Social theorists, above all Duke University’s Timur Kuran, have drawn attention to the phenomenon of “preference falsification.” The basic idea is that when people speak in public, they aren’t always truthful about their preferences. What they say is different from what they really think. 

Recent research uncovers strong evidence of preference falsification in the U.S. When people are assured of anonymity, it turns out, a lot more of them will acknowledge that they have had same-sex experiences and that they don’t entirely identify as heterosexual. But it also turns out that when people are assured of anonymity, they will show significantly higher rates of anti-gay sentiment. 

These results suggest that recent surveys have been understating, at least to some degree, two different things: the current level of same-sex activity and the current level of opposition to gay rights. 

The research, conducted by Ohio State University economist Katherine B. Coffman and her colleagues, involved 2,516 participants, all from the U.S. About half of the participants were randomly assigned to take a standard survey, employing the “best practices” in widespread use today. 

In this survey, people were asked to respond to several innocuous questions, not involving sensitive issues, and then to answer questions about sexual orientation, designed to elicit both their views and their reports about their own behavior. This approach gives apparently credible assurances of anonymity to those surveyed, but it remains possible, in practice, for the experimenters to link particular answers to particular questions. 

The other participants were assigned to what Coffman and her colleagues call a “veiled report” treatment. The details are a bit technical, but the basic point is to design the survey so that the experimenters can’t learn, and can’t even make inferences about, any individual’s answers to particular questions. They can calculate answers only at the aggregate level. 

The two approaches produced significantly different results. In the best practices survey, 17 percent of participants said they had had a sexual experience with someone of the same sex (12 percent of men, 24 percent of women). For the veiled report, the corresponding number was 27 percent (17 percent of men and 43 percent of women) -- an increase of 58 percent.

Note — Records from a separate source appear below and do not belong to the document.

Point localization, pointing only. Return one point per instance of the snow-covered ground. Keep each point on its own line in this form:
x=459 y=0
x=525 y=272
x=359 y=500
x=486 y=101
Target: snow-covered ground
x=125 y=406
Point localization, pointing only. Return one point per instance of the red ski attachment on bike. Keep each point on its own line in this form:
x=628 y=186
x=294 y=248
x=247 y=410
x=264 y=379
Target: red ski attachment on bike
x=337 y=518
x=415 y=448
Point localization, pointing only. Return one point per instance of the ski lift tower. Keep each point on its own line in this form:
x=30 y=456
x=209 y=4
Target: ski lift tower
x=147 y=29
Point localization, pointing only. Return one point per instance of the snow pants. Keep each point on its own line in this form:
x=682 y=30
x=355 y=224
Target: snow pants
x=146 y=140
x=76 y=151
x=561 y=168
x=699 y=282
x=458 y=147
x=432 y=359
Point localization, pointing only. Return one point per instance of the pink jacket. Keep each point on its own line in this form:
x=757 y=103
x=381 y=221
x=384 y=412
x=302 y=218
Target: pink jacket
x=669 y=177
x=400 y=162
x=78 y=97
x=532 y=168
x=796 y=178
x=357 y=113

The effect of assuring anonymity varied significantly across demographic groups. The veiled survey had no effect on the answers of young people to questions about their sexual orientation, apparently because social norms don’t much discourage young people from revealing the truth.

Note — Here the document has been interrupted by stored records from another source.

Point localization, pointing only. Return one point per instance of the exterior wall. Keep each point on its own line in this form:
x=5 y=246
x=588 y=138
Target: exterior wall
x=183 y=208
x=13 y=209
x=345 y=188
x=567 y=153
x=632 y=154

[A]mong Christians and older people, the effect of the veiled approach was especially large, increasing their reports of non-heterosexuality and of same-sex experiences by more than 100 percent. 

Americans increasingly disapprove of discrimination against gay men and lesbians. That disapproval is likely to grow over time.  But social norms continue to matter. We have good reason to believe that there is more same-sex activity, and also more homophobia, than current surveys suggest.
 Note the findings on responses from Christians.